Os Católicos de faz de conta

Num destes dias recentes, referiu-se o Cardeal Patriarca de Lisboa, numa palestra que proferiu em Alcobaça, a que seria preferível tratar o mundo católico português com realismo, retirando das estatísticas aquele número enorme que é o dos católicos não praticantes, deixando por lá, apenas, os que realmente acompanham a Doutrina de Cristo com real plenitude. Pois, com enorme sinceridade, eu não tenho a mesma opinião.

Sabe-se bem que, vivendo nós numa sociedade que é de grande liberdade, e tendo-nos dado Deus inteligência e liberdade para decidir, essa mesma decisão terá, naturalmente, de conduzir a uma distribuição longe de ser uniforme no comportamento dos portugueses que se revêem no ideário de Cristo. Porventura, mesmo com um desvio-padrão razoavelmente grande.

De resto, pelo que vejo e pelo que sei, a levar-se uma tal ideia à letra, a Igreja Católica em Portugal ficaria reduzida a uma ínfima dimensão, mas que estaria a anos-luz da real influência social que representa.

À semelhança de intervenções anteriores dos nossos bispos, e também do próprio Papa, e dos que mais de perto o rodeiam, o Cardeal Patriarca de Lisboa voltou a não apontar o desencanto do tempo que passa, e que é a falência do modelo neoliberal que foi imposto depois do fim da antiga União Soviética, e que nos vai mostrando que o futuro simplesmente não chegará. Um modelo onde o dinheiro é o único valor no seio das sociedades, e onde à vida já poucos pouco ligam.

E se é verdade que o espírito terá de ser tratado sempre e a um nível mais elevado que o das coisas meramente materiais, também o é que o corpo tem de alimentar-se realmente, sendo evidente que a fé, por muita que seja, não é solução para tudo, mormente para aquelas terríveis injustiças que conduziram o nosso Mundo à desgraça que se pode ver a cada dia que passa.

Lamentavelmente, falta neste domínio, como até no da intervenção pública da nossa Igreja Católica, uma orientação estratégica que venha de cima e que envolva a boa vontade, sempre existente, no seio da maioria de todos nós em favor da realização de coisas concretas, porventura, de parceria com os poderes públicos oriundos da sociedade civil.

Sem minimamente pretender ser ofensivo, entendo que a intervenção em favor de uma sociedade melhor e de raiz católica cabe a todos, e se a Igreja Católica quer ir por aí, pois, deve receber todos esses, em níveis diversos e adequados, mas irmanados na realização de uma obra que se veja e se sinta, e que, por aí, cative e mobilize.

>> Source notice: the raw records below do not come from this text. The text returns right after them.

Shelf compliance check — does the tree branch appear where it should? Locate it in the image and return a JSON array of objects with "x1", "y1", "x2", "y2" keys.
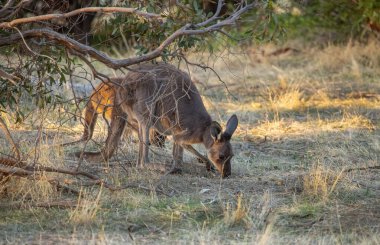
[
  {"x1": 0, "y1": 3, "x2": 256, "y2": 69},
  {"x1": 0, "y1": 7, "x2": 163, "y2": 29}
]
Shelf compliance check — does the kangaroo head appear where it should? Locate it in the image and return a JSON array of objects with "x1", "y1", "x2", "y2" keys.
[{"x1": 207, "y1": 114, "x2": 238, "y2": 178}]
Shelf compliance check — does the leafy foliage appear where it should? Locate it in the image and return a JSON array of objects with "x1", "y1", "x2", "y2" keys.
[{"x1": 276, "y1": 0, "x2": 380, "y2": 42}]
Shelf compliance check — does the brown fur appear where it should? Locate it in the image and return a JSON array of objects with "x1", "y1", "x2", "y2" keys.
[
  {"x1": 114, "y1": 64, "x2": 238, "y2": 177},
  {"x1": 63, "y1": 82, "x2": 166, "y2": 147}
]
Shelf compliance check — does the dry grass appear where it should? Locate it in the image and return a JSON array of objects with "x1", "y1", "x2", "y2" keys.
[{"x1": 0, "y1": 42, "x2": 380, "y2": 244}]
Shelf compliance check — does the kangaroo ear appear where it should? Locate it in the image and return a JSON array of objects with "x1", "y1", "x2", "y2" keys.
[
  {"x1": 210, "y1": 121, "x2": 222, "y2": 141},
  {"x1": 224, "y1": 114, "x2": 239, "y2": 137}
]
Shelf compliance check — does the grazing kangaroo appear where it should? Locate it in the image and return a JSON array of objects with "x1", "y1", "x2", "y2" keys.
[
  {"x1": 113, "y1": 64, "x2": 238, "y2": 177},
  {"x1": 62, "y1": 82, "x2": 166, "y2": 147}
]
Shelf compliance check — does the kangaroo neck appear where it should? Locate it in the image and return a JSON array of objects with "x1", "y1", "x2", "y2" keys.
[{"x1": 202, "y1": 123, "x2": 214, "y2": 149}]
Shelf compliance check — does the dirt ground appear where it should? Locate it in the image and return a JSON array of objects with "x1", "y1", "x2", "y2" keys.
[{"x1": 0, "y1": 42, "x2": 380, "y2": 244}]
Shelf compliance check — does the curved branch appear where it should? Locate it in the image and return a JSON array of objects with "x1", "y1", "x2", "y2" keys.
[
  {"x1": 0, "y1": 3, "x2": 256, "y2": 69},
  {"x1": 0, "y1": 7, "x2": 162, "y2": 28}
]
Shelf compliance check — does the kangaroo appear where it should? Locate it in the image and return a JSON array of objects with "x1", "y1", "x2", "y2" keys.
[
  {"x1": 113, "y1": 64, "x2": 238, "y2": 178},
  {"x1": 62, "y1": 82, "x2": 166, "y2": 147},
  {"x1": 69, "y1": 77, "x2": 211, "y2": 167}
]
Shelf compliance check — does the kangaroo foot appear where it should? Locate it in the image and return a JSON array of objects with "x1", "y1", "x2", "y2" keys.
[{"x1": 74, "y1": 151, "x2": 107, "y2": 162}]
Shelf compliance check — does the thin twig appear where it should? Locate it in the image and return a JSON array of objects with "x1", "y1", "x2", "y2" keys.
[{"x1": 0, "y1": 7, "x2": 163, "y2": 28}]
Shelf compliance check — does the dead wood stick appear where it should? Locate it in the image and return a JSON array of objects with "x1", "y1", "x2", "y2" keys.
[{"x1": 0, "y1": 115, "x2": 21, "y2": 160}]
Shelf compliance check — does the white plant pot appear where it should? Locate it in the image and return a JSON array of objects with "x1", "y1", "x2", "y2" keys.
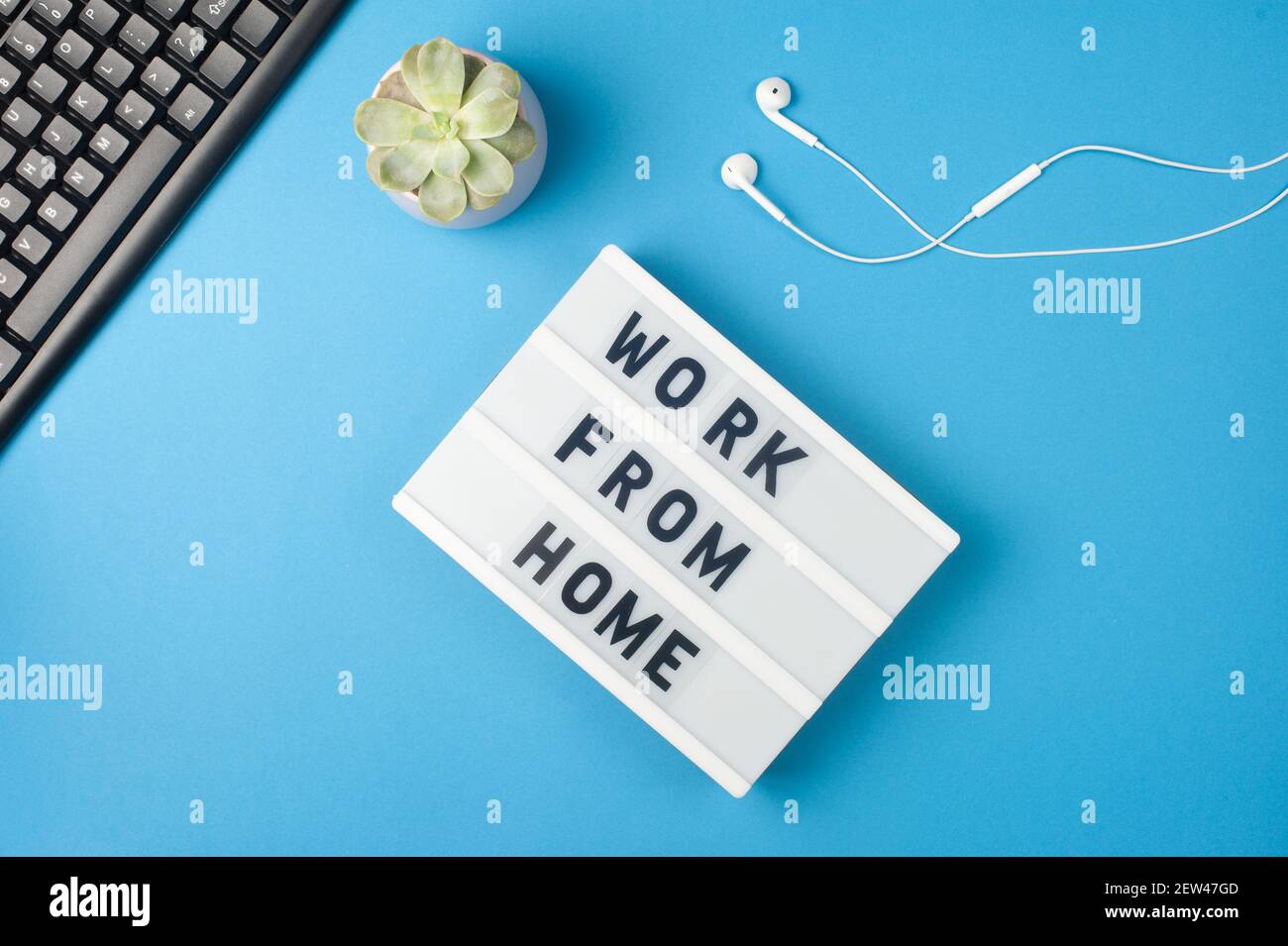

E não é muito difícil conseguir este desiderato, desde que se queira que o mesmo seja posto em marcha.

Como é natural, não vou aqui dar exemplos de lugares, maiores ou menores, do nosso País onde os párocos, para lá exigências obrigatórias, pouco ou nada fazem que permita que se constituam, com as suas paróquias, em pontos de junção de forças, mas viradas para uma real intervenção visível e que se mostre de utilidade para os muitos de nós que precisam de amparos de todo o tipo.

Os tais católicos de faz de conta, a que se referiu o Cardeal Patriarca de Lisboa, e que são a enormíssima maioria, têm um coração católico, não recusam os respetivos valores, e constituem, indubitavelmente, uma legião de boa vontade, suscetível de ser bem utilizada. Mas será que o problema do faz de conta está nos sargentos e nas praças, ou nos oficiais, sejam eles subalternos, superiores ou generais?

A resposta às anteriores perguntas, depois do que tem vindo a lume, parece-me muitíssimo evidente. Ou seja: deve continuar a manter-se em domínios fundamentais uma atitude de intransigência, mas ser-se aberto a uma intervenção social ativa, exemplar e cativante. O que se vê é que é a realidade, e se se deseja melhorá-la, nunca apenas criticar dará grandes frutos.